AUGUSTA, Maine — Democratic House Speaker Mark Eves expanded his federal lawsuit Wednesday that alleges Republican Gov. Paul LePage pressured a school for at-risk youth where Eves was president into firing him.
Eves' lawsuit, filed last month, accused the governor of violating Eves' First Amendment rights. He now argues the governor also violated Maine law.
The lawsuit alleges LePage threatened to withhold $500,000 from Good Will-Hinckley unless the school removed Eves from the president's post. The loss of state funds would have cost Good Will-Hinckley, a nonprofit that operates a charter school, another $2 million in private dollars.

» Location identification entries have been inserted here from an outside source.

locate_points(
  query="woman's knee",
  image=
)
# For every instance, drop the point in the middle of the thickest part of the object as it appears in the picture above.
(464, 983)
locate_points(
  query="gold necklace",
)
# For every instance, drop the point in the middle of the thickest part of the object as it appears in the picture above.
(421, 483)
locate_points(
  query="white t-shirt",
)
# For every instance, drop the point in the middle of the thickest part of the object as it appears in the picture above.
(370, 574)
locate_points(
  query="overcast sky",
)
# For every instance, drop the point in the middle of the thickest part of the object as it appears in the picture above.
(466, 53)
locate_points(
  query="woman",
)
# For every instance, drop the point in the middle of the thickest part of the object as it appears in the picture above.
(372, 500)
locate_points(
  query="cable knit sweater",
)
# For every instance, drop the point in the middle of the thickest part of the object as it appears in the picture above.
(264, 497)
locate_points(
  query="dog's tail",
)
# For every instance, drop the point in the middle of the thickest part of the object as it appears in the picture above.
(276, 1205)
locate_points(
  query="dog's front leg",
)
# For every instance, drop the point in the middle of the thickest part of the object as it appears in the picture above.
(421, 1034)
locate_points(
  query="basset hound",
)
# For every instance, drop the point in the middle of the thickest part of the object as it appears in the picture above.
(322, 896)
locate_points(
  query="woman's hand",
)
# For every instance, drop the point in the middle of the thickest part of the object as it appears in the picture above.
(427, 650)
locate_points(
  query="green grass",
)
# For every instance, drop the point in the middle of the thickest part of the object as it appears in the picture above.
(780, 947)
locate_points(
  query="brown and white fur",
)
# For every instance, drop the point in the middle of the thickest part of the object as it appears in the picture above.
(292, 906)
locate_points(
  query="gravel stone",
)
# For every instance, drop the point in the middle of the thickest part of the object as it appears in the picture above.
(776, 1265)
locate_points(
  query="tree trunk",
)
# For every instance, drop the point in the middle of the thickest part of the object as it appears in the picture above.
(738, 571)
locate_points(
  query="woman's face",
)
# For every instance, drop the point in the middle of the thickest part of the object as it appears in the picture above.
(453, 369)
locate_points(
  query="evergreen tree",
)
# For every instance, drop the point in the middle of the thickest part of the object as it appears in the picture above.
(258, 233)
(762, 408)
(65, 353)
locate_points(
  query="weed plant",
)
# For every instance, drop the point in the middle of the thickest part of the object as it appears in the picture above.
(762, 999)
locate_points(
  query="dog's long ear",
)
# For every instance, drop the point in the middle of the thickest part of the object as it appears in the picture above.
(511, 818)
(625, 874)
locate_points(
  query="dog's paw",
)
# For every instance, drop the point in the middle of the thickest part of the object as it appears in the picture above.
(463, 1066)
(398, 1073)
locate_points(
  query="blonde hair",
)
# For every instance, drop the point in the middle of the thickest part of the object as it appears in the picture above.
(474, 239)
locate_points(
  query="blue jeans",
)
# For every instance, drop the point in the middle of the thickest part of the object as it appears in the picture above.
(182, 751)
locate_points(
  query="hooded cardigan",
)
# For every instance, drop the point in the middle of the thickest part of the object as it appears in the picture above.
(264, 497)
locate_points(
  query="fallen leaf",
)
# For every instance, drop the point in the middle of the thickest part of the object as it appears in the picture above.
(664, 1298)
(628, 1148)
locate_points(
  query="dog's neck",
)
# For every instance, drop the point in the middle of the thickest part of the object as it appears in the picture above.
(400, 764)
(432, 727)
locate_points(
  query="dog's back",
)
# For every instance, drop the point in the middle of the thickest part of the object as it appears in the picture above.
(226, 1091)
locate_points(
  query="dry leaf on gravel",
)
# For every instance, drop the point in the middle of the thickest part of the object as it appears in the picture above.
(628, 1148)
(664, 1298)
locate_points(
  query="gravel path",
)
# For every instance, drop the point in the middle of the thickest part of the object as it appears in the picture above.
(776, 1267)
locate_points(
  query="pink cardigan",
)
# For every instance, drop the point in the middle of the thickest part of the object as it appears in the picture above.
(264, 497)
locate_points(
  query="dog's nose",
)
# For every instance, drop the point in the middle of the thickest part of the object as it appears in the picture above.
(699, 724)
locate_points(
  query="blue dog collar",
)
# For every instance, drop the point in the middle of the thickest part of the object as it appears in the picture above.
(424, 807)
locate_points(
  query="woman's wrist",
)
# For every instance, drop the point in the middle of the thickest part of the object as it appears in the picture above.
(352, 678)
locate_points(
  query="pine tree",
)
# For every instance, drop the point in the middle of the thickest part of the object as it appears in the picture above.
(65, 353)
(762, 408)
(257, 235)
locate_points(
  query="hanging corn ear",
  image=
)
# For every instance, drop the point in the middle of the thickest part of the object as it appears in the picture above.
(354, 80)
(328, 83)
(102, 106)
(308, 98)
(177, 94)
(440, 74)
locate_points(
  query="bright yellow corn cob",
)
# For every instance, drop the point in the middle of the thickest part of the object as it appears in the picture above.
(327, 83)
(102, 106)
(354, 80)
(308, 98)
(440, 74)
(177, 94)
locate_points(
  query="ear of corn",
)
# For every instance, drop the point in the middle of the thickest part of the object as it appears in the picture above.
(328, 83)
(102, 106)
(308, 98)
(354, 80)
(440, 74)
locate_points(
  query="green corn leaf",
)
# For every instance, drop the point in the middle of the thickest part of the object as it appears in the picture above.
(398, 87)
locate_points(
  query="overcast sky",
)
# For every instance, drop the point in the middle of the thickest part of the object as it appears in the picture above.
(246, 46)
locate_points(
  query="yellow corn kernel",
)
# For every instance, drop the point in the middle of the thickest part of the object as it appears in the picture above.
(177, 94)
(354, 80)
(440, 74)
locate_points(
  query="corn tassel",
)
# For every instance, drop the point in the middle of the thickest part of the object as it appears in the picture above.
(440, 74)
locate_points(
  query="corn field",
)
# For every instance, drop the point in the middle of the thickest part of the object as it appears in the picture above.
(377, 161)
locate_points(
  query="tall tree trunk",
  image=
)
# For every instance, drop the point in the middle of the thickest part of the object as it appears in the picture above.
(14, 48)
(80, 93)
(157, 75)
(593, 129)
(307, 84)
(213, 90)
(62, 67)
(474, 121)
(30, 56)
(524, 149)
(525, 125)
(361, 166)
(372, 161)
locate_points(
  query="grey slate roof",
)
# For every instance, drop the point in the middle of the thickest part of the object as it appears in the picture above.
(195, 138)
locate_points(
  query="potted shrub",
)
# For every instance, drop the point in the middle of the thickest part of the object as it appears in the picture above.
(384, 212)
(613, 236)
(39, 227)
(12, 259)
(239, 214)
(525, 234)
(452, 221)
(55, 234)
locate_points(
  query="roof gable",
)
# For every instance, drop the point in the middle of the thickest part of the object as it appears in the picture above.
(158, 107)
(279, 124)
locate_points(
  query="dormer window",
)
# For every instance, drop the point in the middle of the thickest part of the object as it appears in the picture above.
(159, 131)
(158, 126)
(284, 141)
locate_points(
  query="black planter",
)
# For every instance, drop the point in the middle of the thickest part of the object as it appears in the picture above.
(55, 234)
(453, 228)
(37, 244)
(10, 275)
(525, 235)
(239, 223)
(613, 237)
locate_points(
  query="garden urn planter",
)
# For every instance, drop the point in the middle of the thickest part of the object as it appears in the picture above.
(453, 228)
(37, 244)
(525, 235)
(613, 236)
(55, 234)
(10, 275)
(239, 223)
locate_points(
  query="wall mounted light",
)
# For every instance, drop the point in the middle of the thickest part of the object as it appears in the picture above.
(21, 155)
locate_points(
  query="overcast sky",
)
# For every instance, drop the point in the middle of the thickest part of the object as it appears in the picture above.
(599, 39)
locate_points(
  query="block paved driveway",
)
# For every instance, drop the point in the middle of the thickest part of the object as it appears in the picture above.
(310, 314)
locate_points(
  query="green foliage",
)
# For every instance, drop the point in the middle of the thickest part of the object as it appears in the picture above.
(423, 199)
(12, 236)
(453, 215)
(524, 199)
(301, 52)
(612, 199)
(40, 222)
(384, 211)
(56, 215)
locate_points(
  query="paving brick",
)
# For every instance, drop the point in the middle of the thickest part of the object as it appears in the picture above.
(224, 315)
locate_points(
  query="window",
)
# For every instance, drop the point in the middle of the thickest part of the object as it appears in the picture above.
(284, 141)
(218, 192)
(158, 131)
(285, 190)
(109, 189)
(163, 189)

Eves' lawyer alleged in a state claim sent to Maine Attorney General Janet Mills on Wednesday that LePage used intimidation to interfere with Eves' employment in violation of state law. The state claim will be considered as part of the federal lawsuit.
The House speaker's lawsuit accuses LePage of acting out of "personal rage, vindictiveness and partisan malice" because Eves opposed the governor's policies in the Legislature.

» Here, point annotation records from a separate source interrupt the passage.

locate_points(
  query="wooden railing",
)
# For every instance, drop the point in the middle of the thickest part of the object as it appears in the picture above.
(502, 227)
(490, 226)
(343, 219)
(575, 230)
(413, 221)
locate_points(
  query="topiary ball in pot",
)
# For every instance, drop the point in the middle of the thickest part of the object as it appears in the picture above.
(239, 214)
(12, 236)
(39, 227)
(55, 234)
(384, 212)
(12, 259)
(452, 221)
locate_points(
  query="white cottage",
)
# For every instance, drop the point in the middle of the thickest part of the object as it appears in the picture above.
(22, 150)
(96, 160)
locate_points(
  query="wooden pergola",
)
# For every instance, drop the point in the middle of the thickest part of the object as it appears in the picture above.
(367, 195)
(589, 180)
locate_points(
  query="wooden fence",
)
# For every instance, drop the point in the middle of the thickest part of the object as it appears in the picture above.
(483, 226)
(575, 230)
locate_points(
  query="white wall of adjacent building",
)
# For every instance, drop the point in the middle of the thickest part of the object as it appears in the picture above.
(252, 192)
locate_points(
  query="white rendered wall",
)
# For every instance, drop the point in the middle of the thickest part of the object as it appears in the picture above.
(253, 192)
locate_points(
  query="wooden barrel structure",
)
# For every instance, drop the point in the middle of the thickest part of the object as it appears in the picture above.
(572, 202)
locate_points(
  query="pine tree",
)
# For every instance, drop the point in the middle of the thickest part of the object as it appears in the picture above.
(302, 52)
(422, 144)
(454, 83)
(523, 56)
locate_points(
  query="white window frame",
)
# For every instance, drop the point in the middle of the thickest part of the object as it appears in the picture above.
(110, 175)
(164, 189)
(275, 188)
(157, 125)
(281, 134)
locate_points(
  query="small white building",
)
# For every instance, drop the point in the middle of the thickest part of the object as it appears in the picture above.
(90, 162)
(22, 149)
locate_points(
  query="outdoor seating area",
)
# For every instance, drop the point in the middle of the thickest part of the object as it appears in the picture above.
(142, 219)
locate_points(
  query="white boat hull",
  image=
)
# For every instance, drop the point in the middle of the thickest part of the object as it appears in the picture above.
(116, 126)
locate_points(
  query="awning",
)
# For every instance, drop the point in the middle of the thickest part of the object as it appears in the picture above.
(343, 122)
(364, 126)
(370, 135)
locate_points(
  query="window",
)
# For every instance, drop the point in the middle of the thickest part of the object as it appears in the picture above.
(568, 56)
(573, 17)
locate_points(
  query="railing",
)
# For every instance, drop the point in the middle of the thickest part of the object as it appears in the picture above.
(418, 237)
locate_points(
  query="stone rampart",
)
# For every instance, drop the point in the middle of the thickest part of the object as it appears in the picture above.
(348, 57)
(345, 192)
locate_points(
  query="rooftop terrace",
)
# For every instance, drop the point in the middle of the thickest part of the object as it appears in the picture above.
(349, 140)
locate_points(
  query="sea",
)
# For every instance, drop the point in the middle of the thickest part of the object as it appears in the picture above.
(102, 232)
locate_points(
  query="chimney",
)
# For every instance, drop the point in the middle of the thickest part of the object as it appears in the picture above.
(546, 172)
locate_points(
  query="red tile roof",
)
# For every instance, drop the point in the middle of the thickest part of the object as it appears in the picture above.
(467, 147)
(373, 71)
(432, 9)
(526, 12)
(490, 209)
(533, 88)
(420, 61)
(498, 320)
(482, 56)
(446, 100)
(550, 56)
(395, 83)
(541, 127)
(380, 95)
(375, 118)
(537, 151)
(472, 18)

LePage has acknowledged that he threatened to withhold the money but says he was acting within his authority and that it would be inappropriate for Eves to lead the institution since he has opposed charter school legislation.
LePage's spokeswoman Wednesday again characterized the complaint as a "political lawsuit" without legal merit. She said Eves and Democrats are trying to "accomplish in the courtroom what they couldn't at the ballot box."
Eves' lawsuit seeks unspecified monetary damages.